Disparition de Pema Tseden

Pema Tseden

པད་མ་ཚེ་བརྟན

(1969-2023)

La nouvelle de la disparition soudaine de Pema Tseden nous est parvenue ce lundi 8 mai. Le réalisateur tibétain de premier plan serait décédé à Lhasa à la suite d’un arrêt cardiaque, provoqué par le « mal de l’altitude » (« le poison des cols », selon l’expression tibétaine), selon le Tibet Times, journal indépendant publié en exil. Pema Tseden avait 53 ans, un film en post-production appelé « Léopard des neiges » (tib. : gsa’), et un autre en fin de tournage, « L’inconnu » (tib. : mi cha med). Le cinéaste, également écrivain et traducteur, était par ailleurs bien connu des tibétologues français : il était souvent venu en France où la SFEMT avait projeté en sa présence son film « The Search » en 2012 (https://www.sfemt.fr/projection-de-film-the-search-de-pema-tseden/) et nous l’avions honoré plusieurs fois lors de ses passages à Paris.  Il avait été invité à prononcer un discours lors de la séance plénière de la conférence internationale des études tibétaines (IATS) à Paris.  

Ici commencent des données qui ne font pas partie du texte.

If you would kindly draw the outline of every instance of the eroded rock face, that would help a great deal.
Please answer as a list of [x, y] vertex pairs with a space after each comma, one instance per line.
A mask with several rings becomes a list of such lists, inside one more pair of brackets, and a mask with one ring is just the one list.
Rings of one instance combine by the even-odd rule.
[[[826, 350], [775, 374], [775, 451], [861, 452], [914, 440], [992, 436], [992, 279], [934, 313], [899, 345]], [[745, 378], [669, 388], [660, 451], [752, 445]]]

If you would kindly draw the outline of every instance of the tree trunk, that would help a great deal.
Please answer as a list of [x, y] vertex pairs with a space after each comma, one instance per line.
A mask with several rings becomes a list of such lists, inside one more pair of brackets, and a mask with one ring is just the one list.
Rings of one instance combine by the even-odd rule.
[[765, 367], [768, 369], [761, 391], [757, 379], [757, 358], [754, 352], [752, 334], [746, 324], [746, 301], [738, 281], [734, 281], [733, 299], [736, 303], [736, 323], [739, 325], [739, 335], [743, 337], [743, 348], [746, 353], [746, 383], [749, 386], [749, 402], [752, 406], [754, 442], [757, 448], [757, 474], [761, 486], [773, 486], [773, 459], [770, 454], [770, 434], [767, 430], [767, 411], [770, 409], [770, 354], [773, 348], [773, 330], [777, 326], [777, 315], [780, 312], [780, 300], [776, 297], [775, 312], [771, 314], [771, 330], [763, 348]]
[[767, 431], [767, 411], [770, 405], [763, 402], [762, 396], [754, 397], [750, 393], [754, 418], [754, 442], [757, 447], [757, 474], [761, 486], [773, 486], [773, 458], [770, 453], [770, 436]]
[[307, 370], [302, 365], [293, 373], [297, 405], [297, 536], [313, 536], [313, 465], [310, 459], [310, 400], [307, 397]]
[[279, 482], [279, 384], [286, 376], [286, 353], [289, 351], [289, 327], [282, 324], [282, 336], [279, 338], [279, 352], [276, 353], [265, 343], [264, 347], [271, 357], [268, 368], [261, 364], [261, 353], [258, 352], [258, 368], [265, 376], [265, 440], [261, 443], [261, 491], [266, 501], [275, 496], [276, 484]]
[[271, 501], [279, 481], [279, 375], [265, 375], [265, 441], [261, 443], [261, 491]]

Pema Tseden a eu le temps de réaliser huit films, dont plusieurs ont reçu un accueil extrêmement favorable parmi les cinéphiles et les spécialistes de cinéma, mais également dans les festivals internationaux (il a été primé plusieurs fois à La Mostra de Venise et au Festival International des Cinémas d’Asie de Vesoul).  

En quelque sorte, son parcours relevait du miracle : par sa détermination, sa sensibilité et son intelligence, Pema Tseden avait réussi contre toute attente et sans soutien institutionnel ou financier à établir les fondations d’un cinéma tibétain en République populaire de Chine, après des décennies de monopolisation de la représentation cinématographique du Tibet par la Chine – et par l’Occident, à l’exception du cinéma en exil de Tenzing Sonam et Ritu Sarin, qui lui ont d’ailleurs rendu un vibrant hommage.

Dans un contexte général de dépossession, Pema Tseden avait réussi à imposer la langue tibétaine dans ses films, ce qui n’était pas une mince affaire en République populaire de Chine. Il avait façonné par ailleurs une esthétique sobre mais très originale, inspirée par Kiarostami et Bergman, où les humains étaient au centre, loin du spectaculaire si souvent associé au Tibet quand il est filmé par « les autres », d’où qu’ils viennent. Pema Tseden était par ailleurs timide, réservé et aussi drôle, apprécié de tous pour sa sincérité, son exigence et la qualité de son travail. S’il était un chef de file et un mentor, il n’était pas seul, et l’histoire du cinéma tibétain qui est encore courte est avant tout une histoire collective. Il y avait peu de place pour l’ambition personnelle dans un monde où tout était à construire et où l’adversité permanente dans laquelle vivent les Tibétains était parvenue à les souder autour de projets et de représentations qui défiaient l’ordre établi, en toute tranquillité et sans éclat. Il était même dernièrement devenu un mentor pour les jeunes réalisateurs chinois en Chine, dont il avait commencé à produire à son tour plusieurs films. Pema Tseden avait donc réussi l’improbable exploit de fédérer les Tibétains, fiers de ses réussites internationales même si tous ne comprenaient pas ou n’appréciaient pas toujours ses films taillés pour les cercles art et essai, les artistes chinois, et les Occidentaux cinéphiles. C’était peut-être la première et seule figure artistique tibétaine à avoir percé jusqu’en Occident et en Chine, toujours dans la dignité et sans compromis. Nous n’avons plus qu’à espérer que les nombreux jeunes Tibétains qu’il a formés si généreusement prendront la relève et se montreront dignes de l’espoir qu’il avait mis en eux, à un moment crucial et très délicat pour le Tibet, sa langue et sa civilisation. La SFEMT lui rend ainsi un dernier hommage.